I- A faculdade contida no art. 51 da LPTA, é ditada em nome do princípio da economia processual, podendo o Recorrente renunciar-lhe optando por recurso autónomo de impugnação de acto expresso, em vez de aproveitar o processado do recurso de acto tácito de indeferimento;
II- Facultativo é, ainda, o pedido de suprimento de notificação ou publicação insuficientes, previsto no art.

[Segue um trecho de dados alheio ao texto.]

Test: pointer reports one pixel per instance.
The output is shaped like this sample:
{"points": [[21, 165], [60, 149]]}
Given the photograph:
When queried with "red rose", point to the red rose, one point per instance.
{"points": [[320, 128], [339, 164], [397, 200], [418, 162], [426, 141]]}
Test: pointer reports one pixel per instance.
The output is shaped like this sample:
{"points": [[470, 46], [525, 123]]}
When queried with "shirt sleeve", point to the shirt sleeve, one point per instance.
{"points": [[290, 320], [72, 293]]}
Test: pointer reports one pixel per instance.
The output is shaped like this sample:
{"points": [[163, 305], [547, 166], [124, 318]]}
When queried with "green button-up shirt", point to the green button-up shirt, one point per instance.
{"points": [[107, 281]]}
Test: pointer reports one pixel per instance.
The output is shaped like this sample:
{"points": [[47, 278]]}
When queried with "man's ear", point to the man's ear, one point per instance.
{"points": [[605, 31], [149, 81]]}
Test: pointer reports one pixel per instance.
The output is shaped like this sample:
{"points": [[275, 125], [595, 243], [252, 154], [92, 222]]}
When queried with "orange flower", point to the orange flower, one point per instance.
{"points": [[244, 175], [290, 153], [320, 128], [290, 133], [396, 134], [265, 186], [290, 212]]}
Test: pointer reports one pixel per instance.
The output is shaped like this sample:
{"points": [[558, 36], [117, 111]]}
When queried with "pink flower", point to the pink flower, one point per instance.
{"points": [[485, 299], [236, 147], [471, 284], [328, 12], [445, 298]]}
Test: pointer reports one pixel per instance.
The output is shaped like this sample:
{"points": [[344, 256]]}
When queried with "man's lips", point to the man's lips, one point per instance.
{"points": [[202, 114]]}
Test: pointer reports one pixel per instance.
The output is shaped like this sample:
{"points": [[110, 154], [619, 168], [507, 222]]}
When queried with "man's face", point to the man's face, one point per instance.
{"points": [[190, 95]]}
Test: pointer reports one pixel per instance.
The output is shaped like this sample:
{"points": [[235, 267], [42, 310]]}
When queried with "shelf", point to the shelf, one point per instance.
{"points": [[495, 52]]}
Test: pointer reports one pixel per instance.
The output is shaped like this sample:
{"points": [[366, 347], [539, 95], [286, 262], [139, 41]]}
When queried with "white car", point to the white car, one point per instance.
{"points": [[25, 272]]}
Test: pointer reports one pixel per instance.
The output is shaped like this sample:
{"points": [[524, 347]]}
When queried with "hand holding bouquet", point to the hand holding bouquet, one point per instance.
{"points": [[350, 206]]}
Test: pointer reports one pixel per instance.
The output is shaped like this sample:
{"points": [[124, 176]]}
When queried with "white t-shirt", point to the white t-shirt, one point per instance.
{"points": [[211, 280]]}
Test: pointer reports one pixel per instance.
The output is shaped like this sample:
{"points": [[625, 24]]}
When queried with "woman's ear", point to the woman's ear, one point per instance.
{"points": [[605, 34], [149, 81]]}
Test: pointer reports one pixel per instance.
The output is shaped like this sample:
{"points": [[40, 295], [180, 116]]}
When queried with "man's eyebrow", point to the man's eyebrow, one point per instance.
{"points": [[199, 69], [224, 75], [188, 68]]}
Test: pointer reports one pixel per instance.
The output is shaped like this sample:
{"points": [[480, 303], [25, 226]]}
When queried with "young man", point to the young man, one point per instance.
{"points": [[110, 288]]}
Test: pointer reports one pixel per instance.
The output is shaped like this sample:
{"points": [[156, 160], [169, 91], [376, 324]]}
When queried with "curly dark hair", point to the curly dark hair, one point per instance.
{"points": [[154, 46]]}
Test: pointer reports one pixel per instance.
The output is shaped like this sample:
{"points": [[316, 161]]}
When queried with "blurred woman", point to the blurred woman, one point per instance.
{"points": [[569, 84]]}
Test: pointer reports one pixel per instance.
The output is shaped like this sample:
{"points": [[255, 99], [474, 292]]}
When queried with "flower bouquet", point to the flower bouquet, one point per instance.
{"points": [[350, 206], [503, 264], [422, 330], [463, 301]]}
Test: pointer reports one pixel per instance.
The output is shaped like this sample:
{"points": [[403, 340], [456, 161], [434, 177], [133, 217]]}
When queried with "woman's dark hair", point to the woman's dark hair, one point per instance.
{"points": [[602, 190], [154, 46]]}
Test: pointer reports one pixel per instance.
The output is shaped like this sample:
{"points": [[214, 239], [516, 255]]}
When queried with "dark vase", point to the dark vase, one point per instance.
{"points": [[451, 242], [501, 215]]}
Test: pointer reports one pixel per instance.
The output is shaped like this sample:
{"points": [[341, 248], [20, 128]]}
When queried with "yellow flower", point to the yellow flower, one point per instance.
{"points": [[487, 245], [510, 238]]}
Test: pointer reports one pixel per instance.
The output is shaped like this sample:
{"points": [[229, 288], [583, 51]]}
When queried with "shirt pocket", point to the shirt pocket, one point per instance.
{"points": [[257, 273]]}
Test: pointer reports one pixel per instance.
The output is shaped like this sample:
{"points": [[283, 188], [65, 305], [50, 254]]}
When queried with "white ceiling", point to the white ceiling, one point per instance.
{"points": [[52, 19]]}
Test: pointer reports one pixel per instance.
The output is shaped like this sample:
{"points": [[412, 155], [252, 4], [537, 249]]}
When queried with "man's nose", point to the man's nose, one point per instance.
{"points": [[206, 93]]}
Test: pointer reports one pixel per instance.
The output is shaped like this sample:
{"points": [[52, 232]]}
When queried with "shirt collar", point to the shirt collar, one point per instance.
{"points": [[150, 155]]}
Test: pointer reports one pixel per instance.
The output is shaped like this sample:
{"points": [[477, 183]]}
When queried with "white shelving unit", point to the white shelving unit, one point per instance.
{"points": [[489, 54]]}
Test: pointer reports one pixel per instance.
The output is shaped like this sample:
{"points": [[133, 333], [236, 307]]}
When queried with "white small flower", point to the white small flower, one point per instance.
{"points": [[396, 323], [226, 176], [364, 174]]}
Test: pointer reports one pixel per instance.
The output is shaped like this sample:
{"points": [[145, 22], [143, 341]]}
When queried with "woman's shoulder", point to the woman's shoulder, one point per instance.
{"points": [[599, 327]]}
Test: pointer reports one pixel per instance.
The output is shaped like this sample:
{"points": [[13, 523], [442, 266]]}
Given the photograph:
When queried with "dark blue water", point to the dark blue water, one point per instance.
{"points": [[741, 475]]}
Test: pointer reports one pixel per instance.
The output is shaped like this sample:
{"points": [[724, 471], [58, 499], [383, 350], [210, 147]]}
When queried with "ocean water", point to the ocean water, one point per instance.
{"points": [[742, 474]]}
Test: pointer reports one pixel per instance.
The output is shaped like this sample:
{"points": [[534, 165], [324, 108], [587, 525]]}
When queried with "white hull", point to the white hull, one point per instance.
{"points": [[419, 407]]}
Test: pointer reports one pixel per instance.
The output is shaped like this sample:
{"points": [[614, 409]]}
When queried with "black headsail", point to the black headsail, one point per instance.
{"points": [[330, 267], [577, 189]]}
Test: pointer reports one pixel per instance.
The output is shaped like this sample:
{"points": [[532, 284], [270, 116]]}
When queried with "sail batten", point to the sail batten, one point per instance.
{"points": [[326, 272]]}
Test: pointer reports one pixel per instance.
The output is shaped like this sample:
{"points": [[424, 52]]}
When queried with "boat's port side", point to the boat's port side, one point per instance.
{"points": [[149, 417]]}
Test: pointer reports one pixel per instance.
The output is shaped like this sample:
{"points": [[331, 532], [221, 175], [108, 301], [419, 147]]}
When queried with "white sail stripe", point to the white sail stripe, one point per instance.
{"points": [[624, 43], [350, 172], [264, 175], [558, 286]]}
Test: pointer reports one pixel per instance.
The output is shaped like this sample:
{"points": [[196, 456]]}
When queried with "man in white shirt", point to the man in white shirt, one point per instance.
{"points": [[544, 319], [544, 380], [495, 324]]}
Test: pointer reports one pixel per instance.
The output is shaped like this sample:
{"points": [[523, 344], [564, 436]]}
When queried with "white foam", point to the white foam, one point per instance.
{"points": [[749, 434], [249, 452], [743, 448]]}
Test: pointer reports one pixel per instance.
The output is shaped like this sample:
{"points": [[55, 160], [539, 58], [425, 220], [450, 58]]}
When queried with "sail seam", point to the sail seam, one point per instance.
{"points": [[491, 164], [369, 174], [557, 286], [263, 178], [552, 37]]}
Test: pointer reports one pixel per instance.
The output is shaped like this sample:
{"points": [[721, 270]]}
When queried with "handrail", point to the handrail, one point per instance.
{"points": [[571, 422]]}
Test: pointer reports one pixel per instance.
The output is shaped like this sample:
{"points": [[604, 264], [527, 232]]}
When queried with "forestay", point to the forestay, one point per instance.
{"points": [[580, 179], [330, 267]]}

31 do mesmo diploma, devendo presumir-se do seu não uso, que o recorrente entendeu tais actos como suficientes e esclarecedores;
III- A proibição de construção em "reserva agrícola" não é absoluta por, a lei contemplar, além dos exceptivos previstos no n. 2 do art. 3 do DL 451/82, a necessidade de a construção diminuir ou destruir as potencialidades da reserva;
IV- O despacho que indeferia um pedido de construção em área de "reserva agrícola" não deve, pois, limitar a proibição ao facto simples de a implantação da construção recair na reserva;
V- Pode, porém, fazê-lo e será suficientemente fundamentado, se, for manifesto, pela enorme grandeza da área a ocupar, como pela natureza das culturas a destruir, apontadas pelo próprio requerente, que a construção importa necessária diminuição das potencialidades da reserva.